I downloaded a lot of images in a directory.
Downloader renamed files which already exist.
I also renamed some of the files manually.

a.jpg
b.jpg
b(2).jpg
hello.jpg      <-- manually renamed `b(3).jpg`
c.jpg
c(2).jpg
world.jpg      <-- manually renamed `d.jpg`
d(2).jpg
d(3).jpg

How to remove duplicated ones? The result should be:

a.jpg
b.jpg
c.jpg
world.jpg

note: name doesn't matter. I just want uniq files.

Best Answer

bash 4.x

#!/bin/bash
declare -A arr
shopt -s globstar

for file in **; do
  [[ -f "$file" ]] || continue
   
  read cksm _ < <(md5sum "$file")
  if ((arr[$cksm]++)); then 
    echo "rm $file"
  fi
done

This is both recursive and handles any file name. Downside is that it requires version 4.x for the ability to use associative arrays and recursive searching.

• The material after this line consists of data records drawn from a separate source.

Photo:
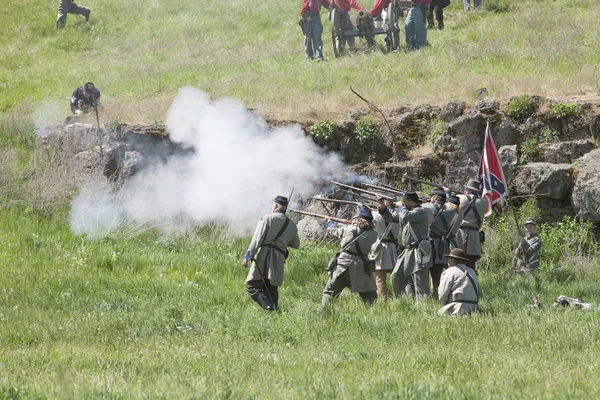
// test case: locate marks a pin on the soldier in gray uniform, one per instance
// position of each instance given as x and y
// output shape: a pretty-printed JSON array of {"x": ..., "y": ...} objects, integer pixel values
[
  {"x": 411, "y": 273},
  {"x": 445, "y": 225},
  {"x": 387, "y": 254},
  {"x": 274, "y": 233},
  {"x": 459, "y": 289},
  {"x": 68, "y": 7},
  {"x": 527, "y": 252},
  {"x": 473, "y": 208},
  {"x": 353, "y": 269}
]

Remove the echo if you like the results.

gawk version

gawk '
  {
    cmd="md5sum " q FILENAME q
    cmd | getline cksm
    close(cmd)
    sub(/ .*$/,"",cksm)
    if(a[cksm]++){
      cmd="echo rm " q FILENAME q
      system(cmd)
      close(cmd)
    }
    nextfile
  }' q='"' *

Note that this will still break on files that have double-quotes in their name. No real way to get around that with awk. Remove the echo if you like the results.